Move through from here into the kitchen and you are startlingly bathed in light. It is partly that beyond the room is a balcony, windows and glazed door tempting you outdoors. It is also the contrasting white of walls and furnishings; white which maybe temporary – there are householder discussions in progress. In its past incarnation, the kitchen was self-consciously a recreation of Edwardian domesticity with plate racks and panelled doors and a butler’s sink. The owners have pared this back and continue to do so.
The butlers sink, alluring until the detail of lip above the work-surface confounded hygiene, has gone to be replaced with brushed stainless steel, shaped within the working surfaces to be continuous. The brushed finish avoids the utilitarian flavour that polished steel sometimes gives. Appliances are currently behind décor panels and there are plans afoot to replace dishwasher and fridge with stainless steel models and to reveal them to the room; “I just like stainless steel”.

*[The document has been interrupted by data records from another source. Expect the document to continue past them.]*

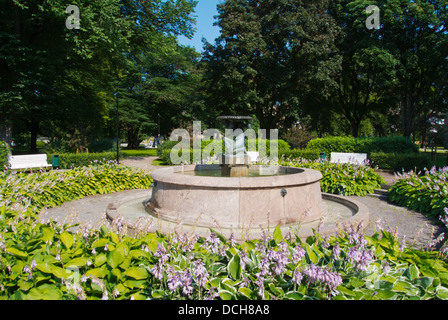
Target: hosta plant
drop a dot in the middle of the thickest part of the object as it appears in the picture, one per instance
(426, 193)
(343, 178)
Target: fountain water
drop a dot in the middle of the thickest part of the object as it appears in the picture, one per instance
(240, 198)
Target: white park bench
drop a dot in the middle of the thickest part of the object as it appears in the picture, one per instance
(353, 158)
(28, 161)
(253, 155)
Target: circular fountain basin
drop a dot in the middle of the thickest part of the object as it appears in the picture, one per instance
(271, 195)
(196, 198)
(340, 211)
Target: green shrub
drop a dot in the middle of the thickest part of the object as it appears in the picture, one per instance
(363, 145)
(165, 145)
(343, 178)
(139, 153)
(42, 260)
(52, 188)
(399, 161)
(75, 160)
(102, 145)
(301, 154)
(4, 152)
(426, 193)
(164, 149)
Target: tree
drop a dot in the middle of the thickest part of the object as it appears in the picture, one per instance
(268, 55)
(416, 33)
(367, 70)
(157, 86)
(42, 61)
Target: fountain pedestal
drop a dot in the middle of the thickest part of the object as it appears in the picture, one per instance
(234, 165)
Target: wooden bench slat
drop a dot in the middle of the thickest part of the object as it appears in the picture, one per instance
(28, 161)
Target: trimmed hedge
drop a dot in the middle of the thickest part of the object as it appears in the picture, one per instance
(400, 162)
(427, 194)
(164, 149)
(76, 160)
(363, 145)
(4, 150)
(311, 155)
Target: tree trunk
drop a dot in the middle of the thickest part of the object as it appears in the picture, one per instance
(6, 134)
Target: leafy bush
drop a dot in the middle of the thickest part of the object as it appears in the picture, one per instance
(426, 193)
(363, 145)
(102, 145)
(47, 261)
(76, 160)
(4, 151)
(301, 154)
(50, 189)
(139, 153)
(343, 178)
(400, 161)
(164, 149)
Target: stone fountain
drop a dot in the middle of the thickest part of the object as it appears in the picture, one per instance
(237, 197)
(235, 162)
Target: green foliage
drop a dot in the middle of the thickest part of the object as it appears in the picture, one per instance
(75, 160)
(426, 193)
(343, 178)
(4, 152)
(400, 161)
(42, 261)
(51, 189)
(306, 154)
(267, 56)
(45, 261)
(164, 149)
(139, 153)
(363, 145)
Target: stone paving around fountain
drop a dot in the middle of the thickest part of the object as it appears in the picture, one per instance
(417, 228)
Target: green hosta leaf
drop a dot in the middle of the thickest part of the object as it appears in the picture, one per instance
(412, 272)
(77, 262)
(247, 293)
(60, 272)
(44, 292)
(115, 258)
(48, 234)
(100, 260)
(157, 294)
(67, 239)
(17, 252)
(43, 267)
(424, 282)
(311, 255)
(277, 235)
(345, 291)
(137, 273)
(100, 243)
(225, 295)
(234, 267)
(442, 293)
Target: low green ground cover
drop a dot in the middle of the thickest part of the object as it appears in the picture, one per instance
(47, 261)
(343, 178)
(426, 193)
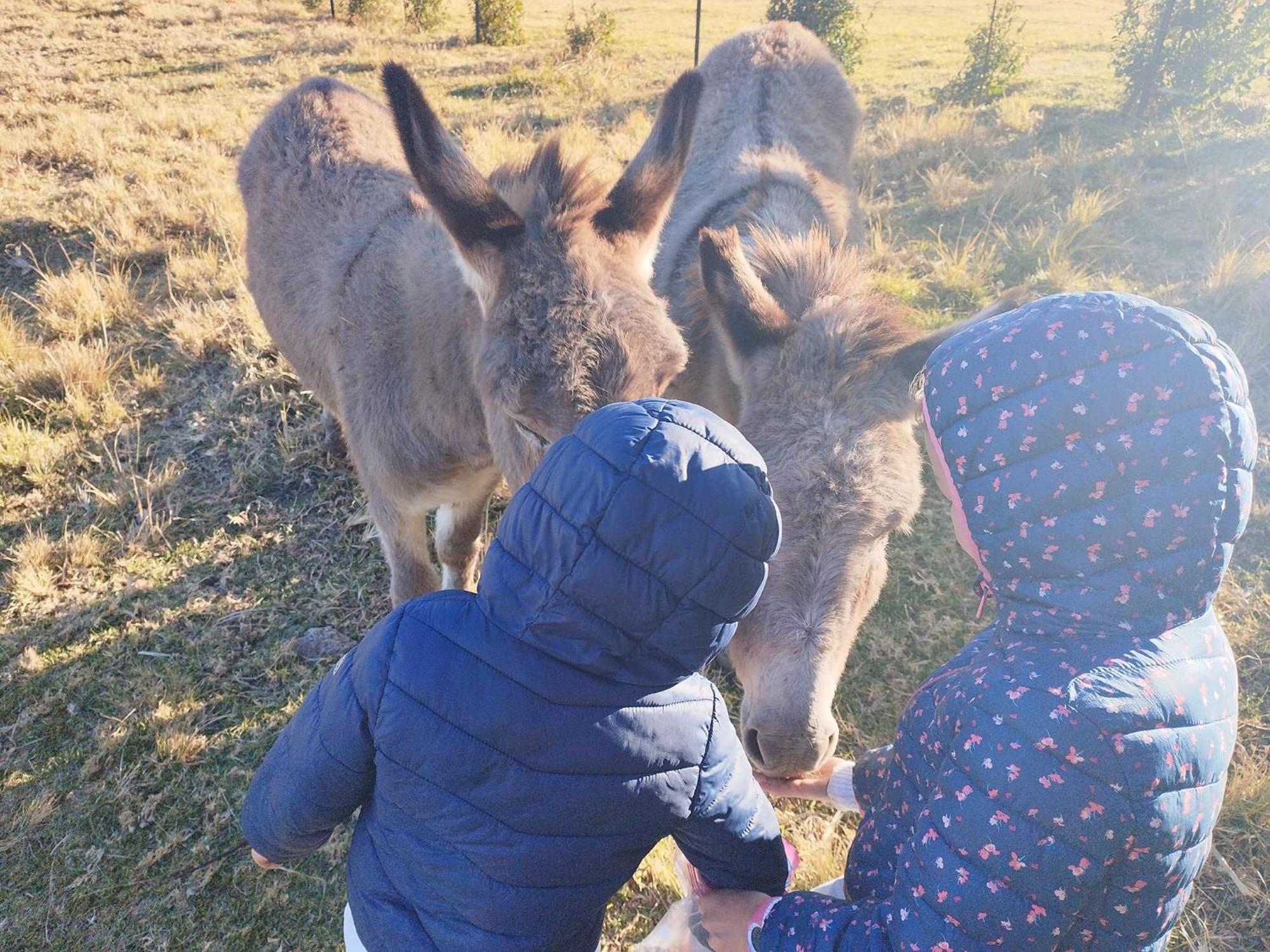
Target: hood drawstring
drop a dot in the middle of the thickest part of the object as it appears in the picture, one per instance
(982, 590)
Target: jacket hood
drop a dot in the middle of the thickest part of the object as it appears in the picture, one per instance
(1102, 447)
(637, 545)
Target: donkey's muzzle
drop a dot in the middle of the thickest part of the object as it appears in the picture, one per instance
(793, 755)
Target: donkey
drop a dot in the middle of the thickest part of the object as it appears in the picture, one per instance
(791, 345)
(454, 326)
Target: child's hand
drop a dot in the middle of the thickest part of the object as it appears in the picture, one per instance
(813, 786)
(728, 915)
(264, 863)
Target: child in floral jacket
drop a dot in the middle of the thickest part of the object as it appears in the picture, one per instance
(1055, 786)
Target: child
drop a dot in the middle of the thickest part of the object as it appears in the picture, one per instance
(1055, 786)
(518, 752)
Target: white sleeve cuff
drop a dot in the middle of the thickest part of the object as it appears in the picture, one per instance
(843, 793)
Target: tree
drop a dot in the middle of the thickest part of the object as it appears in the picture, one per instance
(836, 22)
(425, 15)
(497, 22)
(1189, 51)
(994, 62)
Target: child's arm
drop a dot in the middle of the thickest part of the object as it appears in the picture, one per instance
(965, 879)
(732, 837)
(322, 767)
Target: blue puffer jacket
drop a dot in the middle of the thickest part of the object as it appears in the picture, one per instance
(518, 752)
(1056, 785)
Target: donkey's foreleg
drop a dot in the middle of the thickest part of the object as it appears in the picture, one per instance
(404, 536)
(460, 526)
(333, 439)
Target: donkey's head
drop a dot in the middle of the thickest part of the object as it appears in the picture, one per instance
(825, 371)
(561, 268)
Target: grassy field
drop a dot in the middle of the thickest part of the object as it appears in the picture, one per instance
(171, 520)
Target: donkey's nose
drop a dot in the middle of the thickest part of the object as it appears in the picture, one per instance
(789, 755)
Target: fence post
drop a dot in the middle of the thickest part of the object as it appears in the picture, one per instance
(697, 43)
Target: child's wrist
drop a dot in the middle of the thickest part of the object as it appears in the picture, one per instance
(755, 927)
(841, 788)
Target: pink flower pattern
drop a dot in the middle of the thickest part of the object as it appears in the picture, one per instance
(1055, 785)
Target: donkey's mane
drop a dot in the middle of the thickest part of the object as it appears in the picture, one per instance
(551, 190)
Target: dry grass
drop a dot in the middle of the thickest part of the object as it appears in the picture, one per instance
(170, 517)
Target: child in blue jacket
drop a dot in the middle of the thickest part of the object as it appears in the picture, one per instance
(518, 752)
(1056, 785)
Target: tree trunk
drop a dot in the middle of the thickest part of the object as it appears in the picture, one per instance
(1147, 88)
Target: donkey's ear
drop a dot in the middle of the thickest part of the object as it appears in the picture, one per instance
(911, 359)
(477, 218)
(751, 318)
(638, 204)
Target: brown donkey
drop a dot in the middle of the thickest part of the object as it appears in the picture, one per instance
(455, 326)
(791, 345)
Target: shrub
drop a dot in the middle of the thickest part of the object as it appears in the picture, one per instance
(498, 22)
(425, 15)
(1194, 51)
(836, 22)
(994, 60)
(594, 34)
(365, 11)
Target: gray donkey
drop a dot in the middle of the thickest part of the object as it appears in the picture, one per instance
(455, 326)
(791, 345)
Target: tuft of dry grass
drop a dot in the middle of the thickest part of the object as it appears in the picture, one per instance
(83, 301)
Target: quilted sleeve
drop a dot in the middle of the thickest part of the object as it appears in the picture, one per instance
(972, 873)
(869, 776)
(322, 767)
(732, 836)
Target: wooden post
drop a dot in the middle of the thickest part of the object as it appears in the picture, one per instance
(697, 43)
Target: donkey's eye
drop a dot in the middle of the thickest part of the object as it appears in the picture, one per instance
(535, 439)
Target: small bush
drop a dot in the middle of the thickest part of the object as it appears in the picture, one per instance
(836, 22)
(1189, 51)
(994, 60)
(591, 35)
(364, 11)
(498, 22)
(425, 15)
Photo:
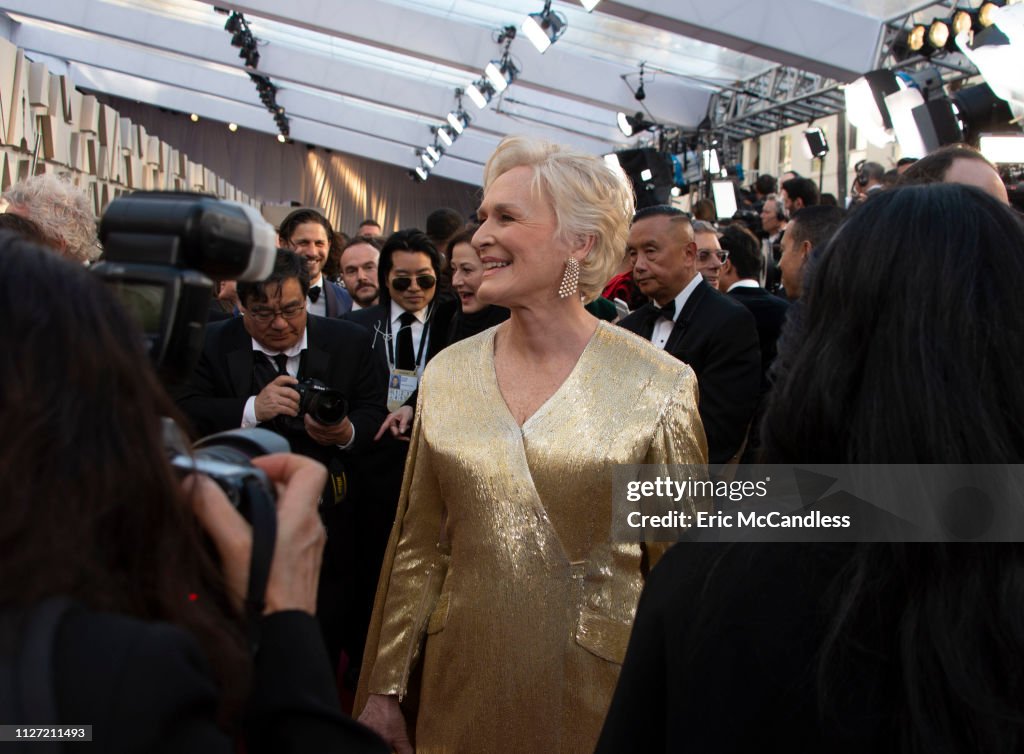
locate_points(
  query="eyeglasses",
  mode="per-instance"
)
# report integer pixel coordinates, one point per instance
(264, 316)
(426, 282)
(702, 255)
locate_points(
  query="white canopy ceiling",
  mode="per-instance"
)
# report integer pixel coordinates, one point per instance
(371, 77)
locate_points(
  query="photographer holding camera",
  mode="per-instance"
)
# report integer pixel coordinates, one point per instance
(280, 368)
(154, 652)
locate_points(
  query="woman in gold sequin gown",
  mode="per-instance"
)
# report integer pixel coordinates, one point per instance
(502, 583)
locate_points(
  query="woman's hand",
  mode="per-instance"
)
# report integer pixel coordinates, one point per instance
(398, 422)
(299, 545)
(383, 715)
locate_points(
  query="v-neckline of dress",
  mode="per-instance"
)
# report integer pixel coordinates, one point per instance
(546, 406)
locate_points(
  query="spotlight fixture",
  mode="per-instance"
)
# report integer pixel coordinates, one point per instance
(501, 73)
(865, 107)
(480, 91)
(546, 28)
(817, 144)
(631, 125)
(444, 135)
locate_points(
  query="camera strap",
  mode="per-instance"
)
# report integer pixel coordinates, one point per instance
(263, 517)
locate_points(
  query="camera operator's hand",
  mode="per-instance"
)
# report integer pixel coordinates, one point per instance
(276, 399)
(299, 546)
(398, 423)
(339, 433)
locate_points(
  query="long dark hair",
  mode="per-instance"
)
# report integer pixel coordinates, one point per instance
(91, 508)
(906, 348)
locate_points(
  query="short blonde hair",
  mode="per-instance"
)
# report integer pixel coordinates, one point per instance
(589, 199)
(62, 212)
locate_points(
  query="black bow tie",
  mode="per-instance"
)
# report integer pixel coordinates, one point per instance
(668, 311)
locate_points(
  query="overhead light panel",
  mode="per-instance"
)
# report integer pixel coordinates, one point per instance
(1005, 149)
(501, 74)
(865, 107)
(480, 91)
(631, 125)
(546, 28)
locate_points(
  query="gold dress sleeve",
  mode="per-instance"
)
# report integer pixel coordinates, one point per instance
(412, 575)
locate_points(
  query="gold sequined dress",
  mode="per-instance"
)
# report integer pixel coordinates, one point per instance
(501, 576)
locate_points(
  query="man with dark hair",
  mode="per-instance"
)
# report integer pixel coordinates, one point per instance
(957, 164)
(371, 227)
(764, 185)
(808, 229)
(739, 278)
(359, 258)
(308, 234)
(713, 333)
(799, 193)
(247, 375)
(408, 328)
(869, 178)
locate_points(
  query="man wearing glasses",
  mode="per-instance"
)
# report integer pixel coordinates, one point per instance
(712, 333)
(247, 376)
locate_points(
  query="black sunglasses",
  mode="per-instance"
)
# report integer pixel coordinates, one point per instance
(426, 282)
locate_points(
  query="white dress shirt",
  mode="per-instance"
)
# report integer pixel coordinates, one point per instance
(663, 328)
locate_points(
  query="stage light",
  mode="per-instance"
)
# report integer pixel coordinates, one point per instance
(480, 91)
(962, 23)
(459, 120)
(501, 73)
(1003, 148)
(546, 28)
(631, 125)
(938, 34)
(865, 106)
(816, 143)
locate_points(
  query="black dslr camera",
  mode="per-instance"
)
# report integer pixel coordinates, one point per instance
(323, 404)
(161, 250)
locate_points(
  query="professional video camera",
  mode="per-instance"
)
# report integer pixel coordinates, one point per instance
(161, 249)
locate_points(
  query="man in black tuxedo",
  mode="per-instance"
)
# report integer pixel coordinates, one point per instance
(713, 333)
(309, 235)
(408, 328)
(246, 377)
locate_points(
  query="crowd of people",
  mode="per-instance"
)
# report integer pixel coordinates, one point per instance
(444, 569)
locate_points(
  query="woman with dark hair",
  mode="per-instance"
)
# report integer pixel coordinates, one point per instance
(154, 654)
(907, 350)
(467, 274)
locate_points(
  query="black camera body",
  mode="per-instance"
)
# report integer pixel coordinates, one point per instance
(162, 251)
(326, 406)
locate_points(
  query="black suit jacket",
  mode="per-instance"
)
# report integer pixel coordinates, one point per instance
(338, 301)
(769, 313)
(375, 319)
(718, 338)
(147, 687)
(338, 353)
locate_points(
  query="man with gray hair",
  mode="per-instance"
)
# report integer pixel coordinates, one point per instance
(62, 212)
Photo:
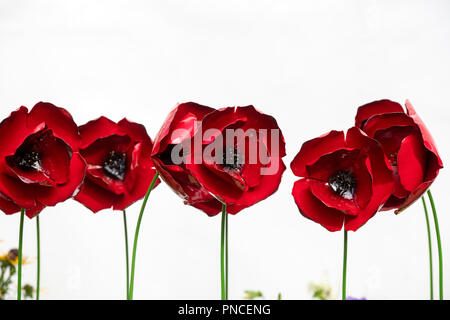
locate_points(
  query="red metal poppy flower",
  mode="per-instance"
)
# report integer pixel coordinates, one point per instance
(407, 144)
(177, 130)
(40, 164)
(119, 167)
(345, 179)
(238, 157)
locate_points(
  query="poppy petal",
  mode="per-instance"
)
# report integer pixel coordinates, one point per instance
(313, 209)
(369, 110)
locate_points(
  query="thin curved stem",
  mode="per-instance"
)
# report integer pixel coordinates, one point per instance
(344, 269)
(19, 264)
(430, 249)
(226, 255)
(438, 238)
(126, 251)
(38, 280)
(136, 235)
(222, 253)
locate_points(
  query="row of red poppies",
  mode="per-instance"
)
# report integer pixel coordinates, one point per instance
(386, 161)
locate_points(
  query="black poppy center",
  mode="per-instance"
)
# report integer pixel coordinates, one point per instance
(115, 165)
(232, 159)
(343, 183)
(27, 159)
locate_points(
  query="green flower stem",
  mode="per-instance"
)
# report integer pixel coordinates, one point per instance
(226, 255)
(430, 249)
(19, 264)
(38, 235)
(438, 237)
(222, 254)
(344, 269)
(126, 251)
(136, 235)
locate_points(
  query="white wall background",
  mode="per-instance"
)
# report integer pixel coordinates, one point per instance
(310, 64)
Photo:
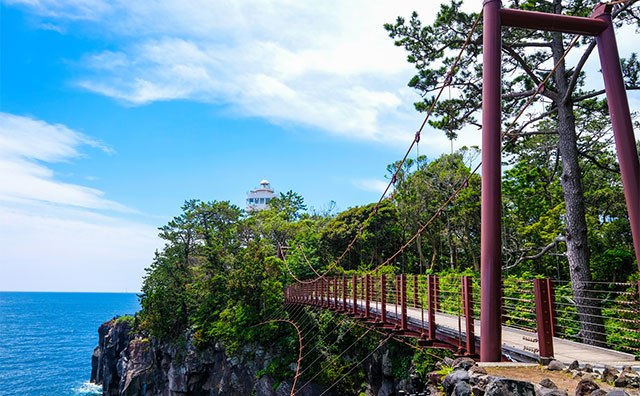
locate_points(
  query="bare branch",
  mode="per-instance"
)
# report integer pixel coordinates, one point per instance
(600, 92)
(597, 163)
(578, 69)
(522, 63)
(532, 133)
(533, 44)
(515, 95)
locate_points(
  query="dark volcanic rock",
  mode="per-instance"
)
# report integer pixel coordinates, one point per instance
(585, 387)
(129, 365)
(450, 381)
(617, 392)
(547, 383)
(508, 387)
(464, 363)
(555, 365)
(113, 338)
(462, 389)
(609, 374)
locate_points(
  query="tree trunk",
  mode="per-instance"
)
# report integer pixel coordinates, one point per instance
(450, 242)
(589, 312)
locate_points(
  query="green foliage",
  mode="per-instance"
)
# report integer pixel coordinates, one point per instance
(125, 318)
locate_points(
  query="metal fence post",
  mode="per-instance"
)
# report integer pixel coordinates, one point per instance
(367, 292)
(543, 318)
(552, 307)
(467, 301)
(344, 294)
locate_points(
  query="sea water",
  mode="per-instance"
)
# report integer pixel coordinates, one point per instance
(47, 339)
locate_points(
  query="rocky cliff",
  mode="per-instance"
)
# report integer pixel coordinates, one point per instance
(127, 364)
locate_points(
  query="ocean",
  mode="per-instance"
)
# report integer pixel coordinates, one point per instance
(46, 340)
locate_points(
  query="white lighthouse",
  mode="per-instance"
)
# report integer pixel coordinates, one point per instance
(257, 199)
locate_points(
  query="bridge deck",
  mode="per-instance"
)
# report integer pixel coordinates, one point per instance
(513, 343)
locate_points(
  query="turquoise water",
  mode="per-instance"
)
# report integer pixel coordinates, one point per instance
(46, 340)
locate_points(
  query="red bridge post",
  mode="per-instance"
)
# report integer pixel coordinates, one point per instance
(367, 293)
(543, 318)
(431, 288)
(415, 291)
(335, 293)
(355, 295)
(403, 302)
(383, 299)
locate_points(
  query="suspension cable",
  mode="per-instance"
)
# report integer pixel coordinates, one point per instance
(415, 140)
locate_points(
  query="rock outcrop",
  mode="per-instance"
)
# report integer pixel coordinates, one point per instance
(126, 364)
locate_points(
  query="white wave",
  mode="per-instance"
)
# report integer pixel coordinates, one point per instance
(88, 389)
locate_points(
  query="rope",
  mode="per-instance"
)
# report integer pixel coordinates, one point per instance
(468, 178)
(618, 2)
(334, 360)
(382, 342)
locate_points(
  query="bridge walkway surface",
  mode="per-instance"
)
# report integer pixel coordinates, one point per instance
(408, 307)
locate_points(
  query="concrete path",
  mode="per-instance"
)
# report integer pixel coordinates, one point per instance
(514, 342)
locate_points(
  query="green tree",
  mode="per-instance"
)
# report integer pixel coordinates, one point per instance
(432, 49)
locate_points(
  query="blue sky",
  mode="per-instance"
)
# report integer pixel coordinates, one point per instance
(112, 113)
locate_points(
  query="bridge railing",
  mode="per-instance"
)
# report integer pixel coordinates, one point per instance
(611, 308)
(430, 307)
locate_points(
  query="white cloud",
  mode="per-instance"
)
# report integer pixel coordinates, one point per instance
(53, 235)
(330, 66)
(372, 185)
(25, 144)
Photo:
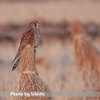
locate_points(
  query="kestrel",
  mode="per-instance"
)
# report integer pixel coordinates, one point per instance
(30, 37)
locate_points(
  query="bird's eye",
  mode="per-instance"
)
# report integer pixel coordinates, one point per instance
(36, 25)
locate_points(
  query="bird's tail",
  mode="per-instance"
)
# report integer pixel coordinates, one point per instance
(16, 64)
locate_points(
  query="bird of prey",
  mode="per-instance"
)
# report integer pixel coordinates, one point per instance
(30, 37)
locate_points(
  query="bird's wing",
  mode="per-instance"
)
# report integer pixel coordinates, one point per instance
(22, 45)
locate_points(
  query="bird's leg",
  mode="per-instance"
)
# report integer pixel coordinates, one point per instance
(34, 62)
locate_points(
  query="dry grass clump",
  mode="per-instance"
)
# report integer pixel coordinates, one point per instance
(30, 82)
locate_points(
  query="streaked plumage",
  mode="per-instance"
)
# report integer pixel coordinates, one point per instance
(30, 37)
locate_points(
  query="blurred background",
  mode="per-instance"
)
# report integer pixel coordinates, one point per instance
(56, 62)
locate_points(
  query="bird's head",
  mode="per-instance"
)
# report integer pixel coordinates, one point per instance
(35, 26)
(76, 29)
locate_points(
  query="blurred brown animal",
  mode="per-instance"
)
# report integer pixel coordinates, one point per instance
(87, 57)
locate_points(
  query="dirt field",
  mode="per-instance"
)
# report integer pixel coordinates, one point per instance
(56, 60)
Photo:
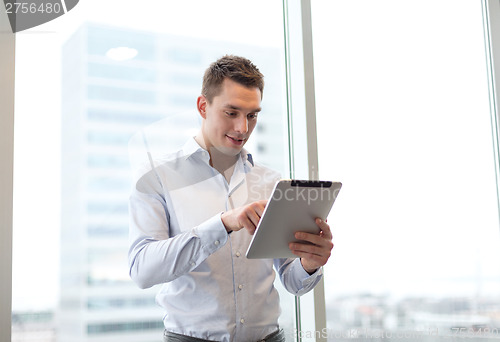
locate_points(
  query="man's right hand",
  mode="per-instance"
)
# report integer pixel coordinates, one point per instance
(246, 217)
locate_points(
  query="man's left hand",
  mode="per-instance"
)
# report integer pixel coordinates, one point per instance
(314, 254)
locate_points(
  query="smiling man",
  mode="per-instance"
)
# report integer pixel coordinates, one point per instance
(193, 214)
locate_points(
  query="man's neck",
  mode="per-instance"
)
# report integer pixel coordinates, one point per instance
(221, 162)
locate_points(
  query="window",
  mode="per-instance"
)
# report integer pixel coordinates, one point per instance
(403, 122)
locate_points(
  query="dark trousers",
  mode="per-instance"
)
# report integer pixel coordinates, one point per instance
(278, 336)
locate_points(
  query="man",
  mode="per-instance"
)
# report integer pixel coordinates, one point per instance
(193, 215)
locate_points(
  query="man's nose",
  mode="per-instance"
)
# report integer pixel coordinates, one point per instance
(242, 125)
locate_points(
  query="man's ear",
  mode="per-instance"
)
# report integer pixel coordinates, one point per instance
(201, 104)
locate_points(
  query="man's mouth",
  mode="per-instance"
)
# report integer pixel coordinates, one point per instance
(235, 140)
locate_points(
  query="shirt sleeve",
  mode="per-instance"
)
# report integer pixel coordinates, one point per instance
(154, 256)
(294, 278)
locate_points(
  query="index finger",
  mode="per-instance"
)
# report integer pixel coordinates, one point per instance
(325, 228)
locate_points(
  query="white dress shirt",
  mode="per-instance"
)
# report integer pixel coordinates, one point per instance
(211, 290)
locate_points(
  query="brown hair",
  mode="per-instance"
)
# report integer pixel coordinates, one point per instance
(238, 69)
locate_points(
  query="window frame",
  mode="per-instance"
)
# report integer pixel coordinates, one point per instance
(7, 84)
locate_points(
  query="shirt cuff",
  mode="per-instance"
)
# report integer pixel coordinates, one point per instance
(308, 279)
(212, 234)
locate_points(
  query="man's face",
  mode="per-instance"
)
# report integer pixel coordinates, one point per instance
(230, 118)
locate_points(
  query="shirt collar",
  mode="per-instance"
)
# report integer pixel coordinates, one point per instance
(191, 147)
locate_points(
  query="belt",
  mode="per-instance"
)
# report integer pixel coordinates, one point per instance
(168, 336)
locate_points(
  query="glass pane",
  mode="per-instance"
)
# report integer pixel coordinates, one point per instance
(78, 104)
(403, 122)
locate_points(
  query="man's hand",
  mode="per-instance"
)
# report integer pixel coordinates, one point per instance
(316, 254)
(244, 217)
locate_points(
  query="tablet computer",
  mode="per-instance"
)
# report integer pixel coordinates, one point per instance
(293, 206)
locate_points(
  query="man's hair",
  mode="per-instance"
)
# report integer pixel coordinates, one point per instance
(235, 68)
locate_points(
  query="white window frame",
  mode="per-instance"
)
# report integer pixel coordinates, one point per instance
(7, 63)
(491, 22)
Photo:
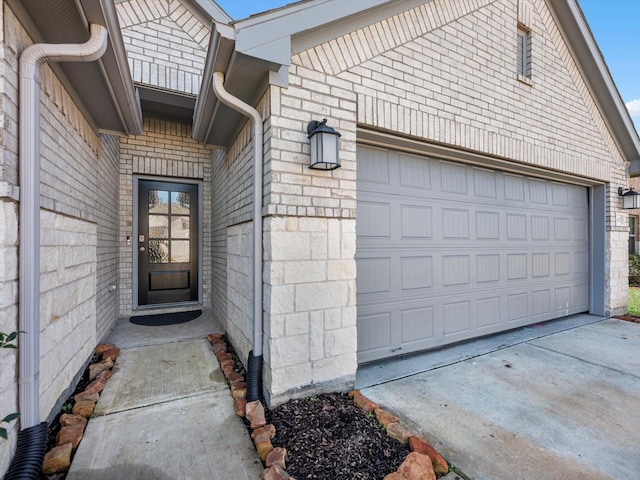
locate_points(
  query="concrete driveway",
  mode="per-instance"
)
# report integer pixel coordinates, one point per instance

Colourful bindings of massed cookery books and satisfactorily tactile pottery, pottery with hushed glazes or raw-fired, are shelved along an end wall. This is a working kitchen with an increasingly purposeful air that avoids being industrial but sheds the self-conscious idiom of retro-detailing. All a little of what you’d expect from professional cook.
The balcony overlooks the garden. In turn the garden shields the earlier mentioned garage and loft apartment. The work of landscape designer Lyn Eglinton (Stablehouse Design), the garden is defined by hedges and topiary. A parade of fastigiate Irish Yews (Taxus baccata Fagiata) line either side of the drive to the entry gates. Beyond, a saw-tooth hedge of hornbeam marks the southern boundary. Initially planted to define the angled parking bays when the building was a business, it has had the bonus in its maturity of providing architectural interest to what could have been a conformist straight line.
The hornbeam is accompanied elsewhere by copper beech. Buxus is shaped to formally interpose the footlights of the garden, punctuated occasionally by stone sculpture. This is a garden that layers greens one upon the other – sweetly sharp with spring’s new growth, rusting in the retirement of autumn. The recently updated blue-tinged-grey livery of the house does much to seat the house comfortably in its planted environment. Centrally a self-assured water feature spills into the formal pond, the large bowl-like urn gathering heavily mossed surfaces from the continuous soaking.
Briarwood is a place of great courage. Its owners observe that they no longer see the daring of its collections and style and that it has simply become the substance of their daily living. For the visitor it is startlingly full-bodied; each tasting offering up more notes.